Augustine’s contribution to religious thought is commonly characterized as profoundly inward-looking and so preoccupied with human psychology that it shows relatively little interest in the natural world. Furthermore, Augustine's pronounced eschatology has been interpreted as devaluing earthly goods. Given Augustine’s vast influence, especially in the West, judgments about this topic have come to have an outsized importance. Papers in this session examine the role of “nature” in Augustine’s own writings and subsequent interpreters, call into question previous scholarly characterizations of this aspect of Augustine’s legacy, and propose new perspectives based on fresh readings and new scholarship. While looking for resources in Augustine for our current crises, papers inquire into what are they and what their practical effects could be.
In this paper, I propose to draw on City of God to draw out underappreciated resources in Augustine’s thought which can help us think about our role in the created order anew. Exploring the ways in which he challenges Porphyry and Origen in their denigration of material reality, I will make the case that his portrayal of the creation as a “universal commonwealth” mitigates the hierarchical emphasis of platonic cosmology and instead emphasizes our dependence on and interconnectedness with other creatures. I will then connect this new emphasis with his contention that the order of nature is marked by an economy of service, not power. Finally, I will show that Augustine’s concern with our spiritual blindness complicates common contemporary ideas about what it takes to see our role in the created order properly, and points towards a more nuanced vision of how best to cultivate an ecological awareness today.
The current climate crisis presents an acute, existential threat to human and non-human life. While past readings of Augustine have characterised him as an ‘other-worldly’, upstream influence behind the denigration of nature and bodies, these readings tend to overlook Augustine's development vis-a-vis the senses, and his wider account of pilgrimmage to God via recollection in and through the sensible world.
This paper will explore how Augustine’s approach to nature develops from suspicion to ordered delight via an exploration of his accounts of memory, use, and pilgrimage while challenging past readings of Augustine that tend to overlook the importance of the senses, bodies, and sociality in his thought. In doing so, this paper seeks to demonstrate how Augustinian memory, use, and pilgrimage might not only texture and enrich a Christian doctrine of creation but also serve as a constructive resource for ecotheology in addressing our current climate crisis.
A common critique of Augustine in many contemporary theological circles is that he is so heavenly minded that he is no earthly good, insofar as his thought might be applied to our current environmental crises. In fact, however, Augustine’s thought requires a thoughtful engagement with creation for one to be able to contemplate heavenly realities. This is especially clear in his preaching, particularly his homilies on Psalm 103 (104). Augustine devoted no fewer than four homilies to it, which is replete with enough natural imagery to satisfy a preacher who was profoundly interested in interrogating signs and symbols found in the created world. What is particularly compelling is how he guides his listeners toward a deep appreciation of creation in order to use it as a means of ascent to the higher reality that contains and permeates creation, for, as the psalm says: “in Wisdom you have made them all.”
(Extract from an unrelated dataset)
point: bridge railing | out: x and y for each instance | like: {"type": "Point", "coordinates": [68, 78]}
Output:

This paper engages with contemporary scholarship on the meaning and role of sacrifice in Augustinian studies, on the one hand, and environmental politics, on the other, in order to show how Augustine’s theory of sacrifice and society can undergird a constructive, theological approach to environmental justice. How Augustine distinguishes between true and false sacrifices, theorizes sacrifice’s power to bind together more-than-human societies, and analyzes the rituals and practices characteristic of different sacrifices can inform environmental political theory and practice at a time when environmental harms and injustices are concentrated in what environmental justice activists call “sacrifice zones.” Interpreting environmental problems and solutions using an Augustinian hermeneutics of sacrifice — or one like it — can help prevent environmental “solutions” that simply continue the cost-shifting dynamics that characterized the fossil fuel era and reveal alternative, more transformative pathways toward a just sustainability.